Dinas Perhubungan (Dishub) DKI Jakarta resmi meniadakan aturan ganjil genap pada Hari Buruh, 1 Mei 2026. Artinya, semua kendaraan bebas melintas tanpa melihat nomor pelat ganjil atau genap.
Keputusan ini diambil karena 1 Mei merupakan hari libur nasional.
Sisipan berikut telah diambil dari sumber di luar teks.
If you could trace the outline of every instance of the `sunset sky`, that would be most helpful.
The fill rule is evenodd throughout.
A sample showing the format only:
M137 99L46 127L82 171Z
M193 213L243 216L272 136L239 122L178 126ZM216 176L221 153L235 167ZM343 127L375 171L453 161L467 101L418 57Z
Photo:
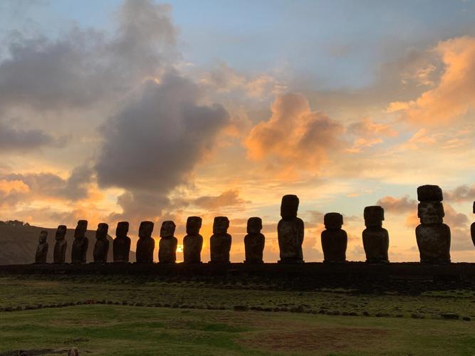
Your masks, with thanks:
M4 0L0 219L113 236L127 220L135 249L141 221L158 241L174 220L181 244L199 215L206 261L225 215L238 262L260 216L276 261L295 194L305 261L322 261L330 211L364 261L377 204L390 260L409 261L416 189L434 184L452 261L474 262L474 0Z

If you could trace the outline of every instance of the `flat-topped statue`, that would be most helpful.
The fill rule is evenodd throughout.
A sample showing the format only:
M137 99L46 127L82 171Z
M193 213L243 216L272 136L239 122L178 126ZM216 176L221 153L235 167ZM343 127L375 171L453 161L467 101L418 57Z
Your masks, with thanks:
M366 229L362 232L362 238L366 262L389 262L387 251L390 248L390 235L387 230L382 227L385 209L378 206L366 206L364 216Z
M325 229L322 231L323 262L345 262L348 237L342 230L343 216L339 213L328 213L323 216Z
M54 244L54 251L53 251L53 262L54 263L66 263L66 232L68 228L66 225L59 225L56 229Z
M142 221L139 227L139 240L137 241L135 258L137 263L152 263L153 250L155 240L152 237L154 224L152 221Z
M171 220L163 221L160 228L160 242L158 244L158 261L160 263L174 263L177 261L178 240L174 234L176 225Z
M417 216L421 224L416 228L416 239L422 263L450 262L450 228L444 224L442 190L437 185L417 188Z
M475 214L475 201L474 201L473 211ZM475 246L475 222L470 226L470 234L471 234L471 241L474 243L474 246Z
M199 216L189 216L187 219L187 236L183 238L183 261L186 263L202 261L203 236L199 234L202 222Z
M74 230L74 241L71 250L71 263L85 263L87 259L89 239L85 236L88 230L88 221L79 220Z
M40 237L38 239L38 244L36 248L36 253L35 254L35 263L46 263L48 258L48 242L46 239L48 237L48 231L43 230L40 232Z
M284 195L281 204L282 219L277 225L277 236L281 260L279 263L302 263L303 253L303 221L297 217L298 197Z
M115 239L113 241L113 254L114 262L127 263L130 253L130 238L127 236L129 232L128 221L120 221L115 228Z
M261 234L262 220L252 217L247 221L247 235L244 236L246 263L263 263L262 258L266 238Z
M108 253L109 253L108 231L109 225L107 224L100 223L98 225L93 252L94 262L96 263L105 263L108 261Z
M229 220L226 216L216 216L213 221L213 234L209 239L212 263L229 263L231 237L228 231Z

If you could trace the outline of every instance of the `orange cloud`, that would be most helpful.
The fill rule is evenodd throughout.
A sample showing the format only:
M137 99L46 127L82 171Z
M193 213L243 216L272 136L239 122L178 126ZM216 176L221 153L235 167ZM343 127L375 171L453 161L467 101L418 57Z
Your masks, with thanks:
M338 147L343 127L325 115L312 111L301 94L277 98L269 120L260 122L245 142L252 159L268 159L278 168L318 168L329 150Z
M437 85L415 100L390 104L389 112L400 111L412 122L449 122L475 105L475 38L459 37L441 41L434 51L444 72Z
M0 191L4 193L8 194L12 191L26 193L28 190L29 188L28 185L26 185L22 180L0 179Z

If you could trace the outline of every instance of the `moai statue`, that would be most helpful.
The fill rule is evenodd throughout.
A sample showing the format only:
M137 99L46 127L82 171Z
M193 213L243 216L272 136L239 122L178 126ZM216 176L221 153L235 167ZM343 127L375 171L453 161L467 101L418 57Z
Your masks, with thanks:
M421 262L450 262L450 228L443 223L442 189L437 185L417 188L417 216L421 224L416 228L416 239Z
M152 221L142 221L139 227L139 241L137 241L135 258L137 263L152 263L153 250L155 240L152 237L154 224Z
M209 239L212 263L229 263L231 235L228 234L229 220L226 216L216 216L213 221L213 234Z
M158 261L161 263L174 263L177 261L178 240L173 236L176 225L171 220L163 221L160 229L160 242L158 244Z
M129 232L129 223L120 221L115 228L115 239L113 242L114 262L127 263L130 253L130 238L127 236Z
M366 262L389 262L387 250L390 248L390 235L387 230L382 228L385 209L378 206L366 206L364 216L366 229L363 231L362 236Z
M85 236L88 230L88 221L79 220L74 230L74 241L71 250L71 263L85 263L87 259L89 239Z
M48 243L46 238L48 231L43 230L40 233L39 244L36 248L36 254L35 255L35 263L46 263L48 257Z
M474 201L473 211L474 214L475 214L475 201ZM471 241L474 243L474 246L475 246L475 222L471 224L471 226L470 226L470 234L471 234Z
M66 225L60 225L56 230L55 239L56 242L54 244L54 251L53 253L53 262L55 263L64 263L66 262L66 247L68 243L66 240L66 231L68 229Z
M297 217L298 197L284 195L281 204L282 219L277 225L277 236L282 263L303 262L302 244L303 243L303 221Z
M108 231L109 225L107 224L100 223L98 225L93 252L94 262L96 263L105 263L108 261L108 253L109 253Z
M199 234L202 218L189 216L187 219L187 236L183 238L183 260L186 263L200 263L203 236Z
M345 262L348 237L341 229L343 216L339 213L325 214L323 222L325 229L322 231L323 262Z
M263 263L262 253L264 251L266 238L261 234L261 218L249 218L247 221L247 235L244 236L246 263Z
Sesuai aturan, sistem ganjil genap memang tidak diberlakukan pada hari Sabtu, Minggu, dan hari libur nasional yang sudah ditetapkan pemerintah.
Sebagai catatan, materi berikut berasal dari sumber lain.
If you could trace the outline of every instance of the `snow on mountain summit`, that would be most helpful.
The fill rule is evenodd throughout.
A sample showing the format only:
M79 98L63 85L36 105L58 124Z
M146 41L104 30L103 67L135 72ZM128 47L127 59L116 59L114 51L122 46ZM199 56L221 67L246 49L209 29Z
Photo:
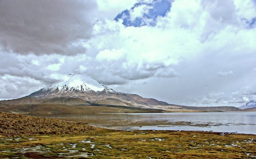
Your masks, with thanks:
M55 83L33 93L43 92L47 92L47 94L53 93L90 93L98 91L114 93L117 93L89 75L77 72L69 74L69 77L65 80Z

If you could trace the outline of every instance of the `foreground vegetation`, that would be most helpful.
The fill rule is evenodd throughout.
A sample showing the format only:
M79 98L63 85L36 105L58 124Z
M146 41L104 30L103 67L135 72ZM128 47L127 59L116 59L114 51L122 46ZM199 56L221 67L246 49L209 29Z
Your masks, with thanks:
M42 123L43 121L41 120L48 121L46 125L51 121L56 124L62 123L65 129L83 125L23 115L0 114L4 115L1 117L5 121L20 120L19 124L22 126L27 123L27 127L30 127L33 123L30 120L37 120ZM4 120L1 120L2 124L6 124ZM23 120L26 122L23 122ZM35 127L39 128L41 124L38 123ZM12 125L6 131L15 128ZM49 131L44 135L27 131L27 134L17 134L13 137L7 137L7 134L2 132L0 158L256 158L254 135L189 131L125 131L84 125L90 129L54 134L51 127L55 127L52 126L48 127Z

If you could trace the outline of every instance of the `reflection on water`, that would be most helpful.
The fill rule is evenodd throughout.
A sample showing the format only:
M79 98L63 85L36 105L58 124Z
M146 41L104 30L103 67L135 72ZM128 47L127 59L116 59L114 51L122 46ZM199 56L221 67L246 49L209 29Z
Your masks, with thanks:
M99 114L98 117L108 119L147 122L165 122L141 127L132 123L122 126L108 125L105 127L125 130L155 129L206 131L256 134L256 112L217 112L141 114ZM162 122L162 123L161 123ZM103 125L101 125L103 126Z

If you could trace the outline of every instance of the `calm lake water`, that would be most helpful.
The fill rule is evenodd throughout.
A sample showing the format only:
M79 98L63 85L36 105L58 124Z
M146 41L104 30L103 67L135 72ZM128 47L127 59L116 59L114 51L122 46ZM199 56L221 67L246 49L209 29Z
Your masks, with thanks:
M192 130L256 134L256 112L119 113L101 115L102 117L107 116L108 119L112 119L130 121L130 125L105 127L124 130ZM145 121L148 123L152 122L155 124L132 126L132 123L135 121Z

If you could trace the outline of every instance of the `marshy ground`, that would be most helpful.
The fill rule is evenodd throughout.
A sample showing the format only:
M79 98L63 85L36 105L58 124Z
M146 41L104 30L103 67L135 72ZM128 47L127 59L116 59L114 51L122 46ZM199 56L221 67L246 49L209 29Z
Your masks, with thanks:
M255 135L118 131L23 115L5 113L0 115L0 158L256 158ZM44 123L43 120L48 121ZM20 123L17 122L19 120ZM55 126L43 126L52 122ZM35 122L37 124L30 127L29 123ZM45 127L46 131L43 134L26 130L26 134L10 134L14 132L11 130L19 127L16 126L22 127L26 124L31 132L41 127ZM76 124L80 130L75 129ZM2 129L3 125L5 129ZM62 126L69 130L62 132ZM53 134L52 129L56 134Z

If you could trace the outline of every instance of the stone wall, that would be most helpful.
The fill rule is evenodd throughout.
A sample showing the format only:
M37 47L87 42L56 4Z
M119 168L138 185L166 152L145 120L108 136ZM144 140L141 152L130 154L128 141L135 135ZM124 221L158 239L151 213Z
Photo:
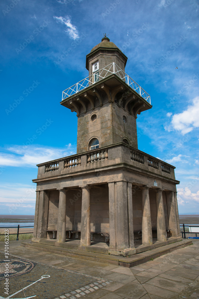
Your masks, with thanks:
M109 190L92 188L90 191L91 232L109 232Z

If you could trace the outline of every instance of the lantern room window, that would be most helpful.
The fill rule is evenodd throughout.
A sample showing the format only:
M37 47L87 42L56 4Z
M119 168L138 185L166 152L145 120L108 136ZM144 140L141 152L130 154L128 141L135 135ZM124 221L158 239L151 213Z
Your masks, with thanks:
M93 139L90 146L90 150L99 148L99 141L96 138Z

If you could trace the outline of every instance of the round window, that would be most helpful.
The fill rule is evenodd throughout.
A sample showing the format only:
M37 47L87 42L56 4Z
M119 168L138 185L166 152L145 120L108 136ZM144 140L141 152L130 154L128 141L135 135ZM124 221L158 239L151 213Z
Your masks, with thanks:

Kebijakan ini juga didasarkan pada Surat Keputusan Bersama (SKB) Menteri Agama, Menteri Ketenagakerjaan, dan Menteri Pendayagunaan Aparatur Negara dan Reformasi Birokrasi Republik Indonesia tentang hari libur nasional dan cuti bersama tahun 2026, serta Peraturan Gubernur (Pergub) DKI Jakarta Nomor 88 Tahun 2019 yang mengatur soal pembatasan lalu lintas.
Melalui unggahan resminya, Dishub DKI Jakarta juga mengingatkan masyarakat untuk tetap menjaga keselamatan dan mematuhi rambu lalu lintas saat berkendara.
Selain itu, kegiatan pada Hari Buruh ini tentunya akan menimbulkan kepadatan di sejumlah ruas jalan akibat kedatangan ribuan bus dari pagi hingga sore hari. Oleh karna itu, sejumlah personel gabungan seperti TNI, Polri, dan Pemprov DKI Jakarta juga dikerahkan untuk melayani masyarakat serta mengatur arus lalu lintas.
Polda Metro Jaya mengimbau masyarakat untuk menghindari ruas jalan menuju Monas serta mengikuti arahan petugas demi menjaga kenyamanan dan kelancaran bersama.
Meski ganjil genap ditiadakan, pengendara tetap perlu waspada karena peringatan Hari Buruh biasanya diwarnai berbagai kegiatan, termasuk aksi massa yang berpotensi menimbulkan kemacetan di sejumlah ruas jalan. Aturan ganjil genap akan kembali berlaku normal setelah masa libur selesai.